Każdą wolną chwilę od koncertów, wyjazdów (a tych jest sporo...) kielczanie starają się spędzać z rodziną. - W związku z tym, że każdy z nas jest już szczęśliwym małżonkiem, nie ma już „singlowych” wypadów. Chyba mogę zdradzić, że najbardziej spektakularne plany ma Jarek, który wyjeżdża do Australii z żoną. Mam tylko nadzieję, że nic jadowitego go tam nie ukąsi. A jeśli tak, to mam nadzieję, że będzie po tym jeszcze śmieszniejszy... - żartuje Karol. - Jak nie będę wchodził do wody i będę smarował się kremami, to może nic mi się nie stanie... Chociaż pewnie chłopaki by się ucieszyli... Ostatnio dawaliśmy sobie w kość - mówi Jarek Sadza. - Krokodyle i rekiny tak naprawdę można rzadko tam spotkać. Jeśli już, to będziemy korzystali ze strzeżonych plaży, na dziewicze raczej się nie skusimy. Na pewno pozwiedzamy Syndey i okolice.
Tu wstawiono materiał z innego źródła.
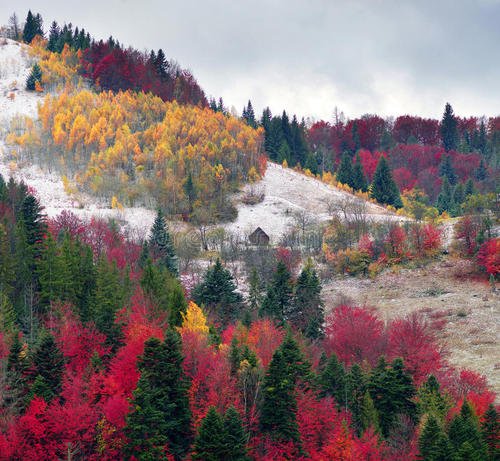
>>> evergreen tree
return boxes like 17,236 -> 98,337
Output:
148,209 -> 179,276
23,10 -> 43,43
351,153 -> 368,192
191,407 -> 228,461
369,358 -> 416,437
370,155 -> 403,208
481,404 -> 500,461
436,176 -> 455,213
287,260 -> 325,339
474,159 -> 488,181
191,258 -> 243,326
125,329 -> 192,460
223,406 -> 250,461
440,103 -> 458,152
260,349 -> 300,443
259,261 -> 292,322
319,352 -> 347,409
359,391 -> 380,434
336,153 -> 353,187
140,259 -> 187,327
464,178 -> 476,199
243,100 -> 257,128
91,257 -> 125,348
448,400 -> 488,460
33,331 -> 64,401
47,21 -> 61,53
248,267 -> 262,312
439,155 -> 457,186
418,415 -> 455,461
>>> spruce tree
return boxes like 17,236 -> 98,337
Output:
33,331 -> 64,400
47,21 -> 61,53
259,261 -> 292,322
359,391 -> 380,434
351,153 -> 368,192
440,103 -> 458,152
336,153 -> 354,187
260,349 -> 300,443
125,329 -> 192,460
418,415 -> 455,461
191,259 -> 243,327
436,176 -> 455,213
23,10 -> 43,43
286,260 -> 325,339
191,407 -> 229,461
319,352 -> 347,409
448,400 -> 488,460
439,155 -> 457,186
148,209 -> 179,276
369,358 -> 416,437
481,403 -> 500,461
223,406 -> 250,461
370,155 -> 403,208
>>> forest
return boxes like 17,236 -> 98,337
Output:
0,11 -> 500,461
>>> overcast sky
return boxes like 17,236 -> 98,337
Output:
0,0 -> 500,120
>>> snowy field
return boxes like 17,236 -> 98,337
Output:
0,39 -> 401,242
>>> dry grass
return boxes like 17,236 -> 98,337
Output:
323,257 -> 500,393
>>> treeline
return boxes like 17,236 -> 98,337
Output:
0,174 -> 499,461
13,10 -> 208,107
8,90 -> 266,222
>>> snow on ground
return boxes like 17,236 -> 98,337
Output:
225,162 -> 404,243
0,38 -> 42,128
0,39 -> 401,243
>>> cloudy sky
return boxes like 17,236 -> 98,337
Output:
0,0 -> 500,120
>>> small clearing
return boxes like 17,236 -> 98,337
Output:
323,257 -> 500,393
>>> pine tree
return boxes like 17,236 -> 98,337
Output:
33,331 -> 64,400
148,209 -> 179,276
286,260 -> 325,339
418,415 -> 455,461
243,100 -> 257,128
319,352 -> 347,409
370,155 -> 403,208
436,176 -> 455,213
91,257 -> 125,348
448,400 -> 488,460
351,153 -> 368,192
481,404 -> 500,461
248,267 -> 262,312
191,407 -> 229,461
47,21 -> 61,53
359,391 -> 380,434
125,329 -> 192,460
191,259 -> 243,326
260,349 -> 300,443
223,406 -> 250,461
440,103 -> 458,152
369,358 -> 416,437
439,155 -> 457,186
23,10 -> 43,43
336,153 -> 353,187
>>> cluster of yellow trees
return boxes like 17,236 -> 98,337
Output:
8,90 -> 265,220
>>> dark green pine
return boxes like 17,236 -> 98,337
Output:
370,155 -> 403,208
260,349 -> 300,443
125,329 -> 192,461
259,261 -> 292,322
191,259 -> 243,327
148,209 -> 179,276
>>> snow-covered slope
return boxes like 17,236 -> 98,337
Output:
0,39 -> 400,242
226,162 -> 402,243
0,38 -> 42,128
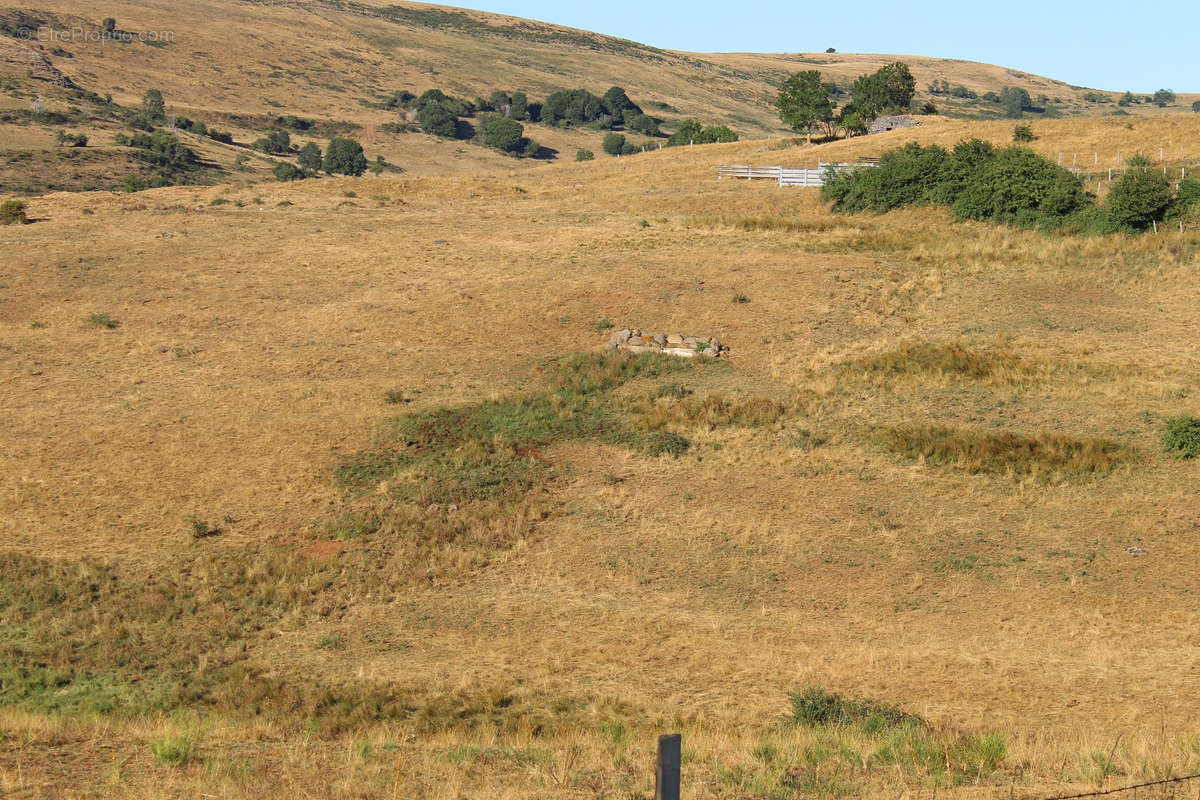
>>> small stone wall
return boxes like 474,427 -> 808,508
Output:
606,327 -> 730,359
Plany jeszcze się układają - mówi przezornie.

Święta Jarek spędzi w domu z rodziną. Aby pojeździć na kangurach, wyjeżdżamy na początku stycznia - mówi kielczanin. Urlop w Australii to nieco przesunięta podróż poślubna. Po zawarciu związku małżeńskiego Jarek musiał ostro wziąć się do pracy, aby teraz ten urlop mógł potrwać kilka tygodni. - Musieliśmy nadrobić, dawaliśmy po trzydzieści występów w miesiącu - dodaje Jarek.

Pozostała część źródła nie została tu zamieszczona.